Looking at samples of lung tissue from patients, Chen and colleagues found that patients with pulmonary arterial hypertension had significantly elevated levels of both the enzyme and the signaling molecule it produces. They found similarly elevated levels of both molecules in mouse and rat models of pulmonary hypertension.
Knockout mice lacking the gene for sphingosine kinase 1 were less likely than normal mice to develop pulmonary hypertension when exposed to the low-oxygen conditions used to induce the disease in the laboratory.

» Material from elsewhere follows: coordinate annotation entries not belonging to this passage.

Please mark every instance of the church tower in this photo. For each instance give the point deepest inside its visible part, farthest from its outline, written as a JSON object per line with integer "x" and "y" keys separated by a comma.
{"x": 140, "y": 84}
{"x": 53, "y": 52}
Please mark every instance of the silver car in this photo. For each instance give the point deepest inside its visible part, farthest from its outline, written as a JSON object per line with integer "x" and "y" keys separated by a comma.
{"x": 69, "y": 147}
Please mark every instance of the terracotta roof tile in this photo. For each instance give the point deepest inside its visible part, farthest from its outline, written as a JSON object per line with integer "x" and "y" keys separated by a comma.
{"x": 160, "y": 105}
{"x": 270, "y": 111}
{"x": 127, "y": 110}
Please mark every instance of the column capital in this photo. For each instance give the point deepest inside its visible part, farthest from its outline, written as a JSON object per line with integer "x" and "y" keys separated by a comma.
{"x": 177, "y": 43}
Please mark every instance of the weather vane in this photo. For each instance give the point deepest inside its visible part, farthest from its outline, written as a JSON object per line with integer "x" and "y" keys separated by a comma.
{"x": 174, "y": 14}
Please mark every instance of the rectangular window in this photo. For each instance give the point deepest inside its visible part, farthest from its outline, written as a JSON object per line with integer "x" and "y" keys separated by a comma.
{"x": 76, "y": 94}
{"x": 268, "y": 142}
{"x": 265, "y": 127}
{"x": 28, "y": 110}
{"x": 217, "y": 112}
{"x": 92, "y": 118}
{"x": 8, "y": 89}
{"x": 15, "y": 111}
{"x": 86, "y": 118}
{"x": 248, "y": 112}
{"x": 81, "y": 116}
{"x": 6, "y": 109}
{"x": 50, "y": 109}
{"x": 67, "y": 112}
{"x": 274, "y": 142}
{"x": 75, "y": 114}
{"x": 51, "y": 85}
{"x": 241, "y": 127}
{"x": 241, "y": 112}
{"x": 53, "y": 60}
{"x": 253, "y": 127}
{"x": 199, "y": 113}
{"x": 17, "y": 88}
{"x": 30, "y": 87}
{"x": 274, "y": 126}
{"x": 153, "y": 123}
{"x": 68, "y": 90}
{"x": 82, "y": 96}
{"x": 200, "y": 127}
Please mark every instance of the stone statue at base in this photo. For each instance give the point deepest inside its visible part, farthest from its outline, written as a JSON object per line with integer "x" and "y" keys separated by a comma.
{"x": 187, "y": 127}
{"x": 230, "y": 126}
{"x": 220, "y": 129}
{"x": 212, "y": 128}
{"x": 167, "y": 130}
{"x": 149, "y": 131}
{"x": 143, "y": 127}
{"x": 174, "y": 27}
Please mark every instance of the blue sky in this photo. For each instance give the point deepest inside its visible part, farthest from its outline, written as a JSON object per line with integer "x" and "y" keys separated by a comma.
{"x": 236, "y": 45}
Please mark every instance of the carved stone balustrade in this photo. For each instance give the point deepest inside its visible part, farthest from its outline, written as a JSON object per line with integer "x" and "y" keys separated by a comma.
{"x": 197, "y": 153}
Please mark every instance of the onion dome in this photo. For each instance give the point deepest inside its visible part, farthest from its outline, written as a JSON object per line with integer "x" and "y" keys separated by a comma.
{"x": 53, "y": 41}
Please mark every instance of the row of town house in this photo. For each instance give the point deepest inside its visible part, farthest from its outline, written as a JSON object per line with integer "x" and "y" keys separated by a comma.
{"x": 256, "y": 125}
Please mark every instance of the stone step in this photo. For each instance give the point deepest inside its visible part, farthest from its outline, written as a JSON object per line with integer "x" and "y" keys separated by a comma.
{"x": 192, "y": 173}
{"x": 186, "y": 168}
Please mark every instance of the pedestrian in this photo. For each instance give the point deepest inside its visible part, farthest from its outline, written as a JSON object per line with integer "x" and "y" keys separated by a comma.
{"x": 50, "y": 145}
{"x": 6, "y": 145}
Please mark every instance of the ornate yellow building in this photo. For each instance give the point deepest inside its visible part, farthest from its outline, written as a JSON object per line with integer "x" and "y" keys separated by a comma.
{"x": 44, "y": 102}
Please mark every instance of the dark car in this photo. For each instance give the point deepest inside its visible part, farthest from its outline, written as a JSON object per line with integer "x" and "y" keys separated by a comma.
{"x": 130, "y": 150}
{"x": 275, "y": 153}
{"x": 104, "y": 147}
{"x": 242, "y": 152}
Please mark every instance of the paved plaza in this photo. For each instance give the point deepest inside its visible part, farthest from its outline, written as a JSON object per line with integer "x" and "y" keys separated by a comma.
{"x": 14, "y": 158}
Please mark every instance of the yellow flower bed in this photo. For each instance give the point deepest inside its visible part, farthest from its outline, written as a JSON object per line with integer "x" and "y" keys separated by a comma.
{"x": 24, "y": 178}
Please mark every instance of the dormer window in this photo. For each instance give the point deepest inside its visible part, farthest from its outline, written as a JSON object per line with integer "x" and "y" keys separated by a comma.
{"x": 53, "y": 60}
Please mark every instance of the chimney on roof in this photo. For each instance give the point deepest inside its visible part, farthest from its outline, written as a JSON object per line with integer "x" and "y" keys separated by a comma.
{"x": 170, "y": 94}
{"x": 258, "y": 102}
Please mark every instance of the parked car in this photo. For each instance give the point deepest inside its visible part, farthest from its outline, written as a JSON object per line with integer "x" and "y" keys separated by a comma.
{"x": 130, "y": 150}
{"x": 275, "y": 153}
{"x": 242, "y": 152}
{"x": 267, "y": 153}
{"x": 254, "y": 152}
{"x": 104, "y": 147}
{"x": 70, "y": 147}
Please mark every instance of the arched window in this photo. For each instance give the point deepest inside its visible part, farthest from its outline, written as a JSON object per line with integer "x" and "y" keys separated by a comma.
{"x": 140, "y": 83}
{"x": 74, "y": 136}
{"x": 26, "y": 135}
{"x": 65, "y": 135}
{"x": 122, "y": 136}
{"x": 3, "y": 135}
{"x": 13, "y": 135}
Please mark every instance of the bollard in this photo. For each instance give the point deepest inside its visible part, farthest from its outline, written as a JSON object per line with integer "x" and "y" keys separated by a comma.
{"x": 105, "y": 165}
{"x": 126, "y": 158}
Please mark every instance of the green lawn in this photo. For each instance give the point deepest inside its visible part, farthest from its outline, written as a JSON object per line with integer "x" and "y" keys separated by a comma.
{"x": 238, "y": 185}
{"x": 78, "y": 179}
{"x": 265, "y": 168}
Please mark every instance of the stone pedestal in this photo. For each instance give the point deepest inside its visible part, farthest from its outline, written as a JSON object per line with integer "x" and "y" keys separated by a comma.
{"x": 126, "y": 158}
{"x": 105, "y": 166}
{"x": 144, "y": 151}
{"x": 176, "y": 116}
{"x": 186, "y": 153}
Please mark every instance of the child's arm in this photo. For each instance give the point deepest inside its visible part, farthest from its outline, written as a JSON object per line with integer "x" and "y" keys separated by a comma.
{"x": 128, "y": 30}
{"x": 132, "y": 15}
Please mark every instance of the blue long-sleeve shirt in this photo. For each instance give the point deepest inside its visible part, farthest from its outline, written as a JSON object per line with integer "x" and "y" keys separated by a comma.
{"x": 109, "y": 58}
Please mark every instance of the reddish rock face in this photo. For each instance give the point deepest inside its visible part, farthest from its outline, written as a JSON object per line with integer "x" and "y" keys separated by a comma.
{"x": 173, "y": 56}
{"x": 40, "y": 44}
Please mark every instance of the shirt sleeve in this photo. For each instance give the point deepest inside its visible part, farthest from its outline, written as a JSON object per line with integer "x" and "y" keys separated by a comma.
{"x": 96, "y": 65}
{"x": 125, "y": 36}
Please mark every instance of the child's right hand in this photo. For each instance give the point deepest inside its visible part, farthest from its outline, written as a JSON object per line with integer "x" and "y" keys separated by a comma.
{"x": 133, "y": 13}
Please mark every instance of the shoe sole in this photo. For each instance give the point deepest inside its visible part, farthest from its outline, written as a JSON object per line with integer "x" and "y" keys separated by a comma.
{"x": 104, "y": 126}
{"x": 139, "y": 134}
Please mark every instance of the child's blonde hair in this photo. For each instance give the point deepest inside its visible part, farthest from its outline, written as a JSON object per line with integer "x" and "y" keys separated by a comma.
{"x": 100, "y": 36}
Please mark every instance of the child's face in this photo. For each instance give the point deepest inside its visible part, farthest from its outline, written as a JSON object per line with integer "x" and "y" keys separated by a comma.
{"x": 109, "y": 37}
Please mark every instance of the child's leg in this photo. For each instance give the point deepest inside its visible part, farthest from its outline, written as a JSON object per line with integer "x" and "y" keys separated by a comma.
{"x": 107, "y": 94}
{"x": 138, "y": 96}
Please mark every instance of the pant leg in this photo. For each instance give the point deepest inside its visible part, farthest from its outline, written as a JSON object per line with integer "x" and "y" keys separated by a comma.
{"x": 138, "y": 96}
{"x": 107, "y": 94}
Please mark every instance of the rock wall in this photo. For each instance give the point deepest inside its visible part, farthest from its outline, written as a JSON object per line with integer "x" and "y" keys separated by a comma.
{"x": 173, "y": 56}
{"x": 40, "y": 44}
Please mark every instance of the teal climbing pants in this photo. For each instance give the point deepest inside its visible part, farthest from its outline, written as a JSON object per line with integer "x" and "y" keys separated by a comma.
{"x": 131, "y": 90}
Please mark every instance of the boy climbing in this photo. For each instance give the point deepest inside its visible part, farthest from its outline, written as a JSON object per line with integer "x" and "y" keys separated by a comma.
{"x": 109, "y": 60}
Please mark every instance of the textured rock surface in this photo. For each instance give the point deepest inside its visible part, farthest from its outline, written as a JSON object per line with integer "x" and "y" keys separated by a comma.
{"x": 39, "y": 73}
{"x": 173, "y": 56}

Drugs that either suppress production of sphingosine kinase 1 or block the signaling of S1P through its receptors on smooth muscle cells prevented mice from developing pulmonary hypertension in low-oxygen conditions.
The researchers also showed in mice that over-production of sphingosine kinase 1 and S1P promote the proliferation of pulmonary artery smooth muscle cells.
"Our results yield two new potential targets for the development of drugs to treat or prevent the progression of pulmonary arterial hypertension," Chen said.
"By blocking the binding site for S1P or suppressing the production of S1P, like we did in our experimental rodent model, we can reduce the proliferation of pulmonary artery smooth muscle cells, which is a major contributor to pulmonary hypertension."
Drs. Roberto Machado, associate professor of pulmonary, critical care, sleep and allergy in the UIC College of Medicine, and Viswanathan Natarajan, professor of pharmacology in the UIC College of Medicine, are senior authors on the paper. Other authors are Haiyang Tang, Justin Sysol, Liliana Moreno-Vinasco, Krystyna Shioura, Tianji Chen, Irina Gorshkova, Lichun Wang, Peter Usatyuk, Longshuang Huang, Saad Sammani, Guofei Zhou, Dr. Usha Raj, Dr. Joe G.N. Garcia, Evgeny Berdyshev and Dr. Jason X. J. Yuan. All authors are or were at UIC when the research was conducted.
This research was supported by grants R01HL111656, K23HL098454 and P01HL98050 from the National Heart, Lung and Blood Institute; a UIC Area of Excellence Award; and a Pulmonary Hypertension Association Proof-of-Concept Research Grant.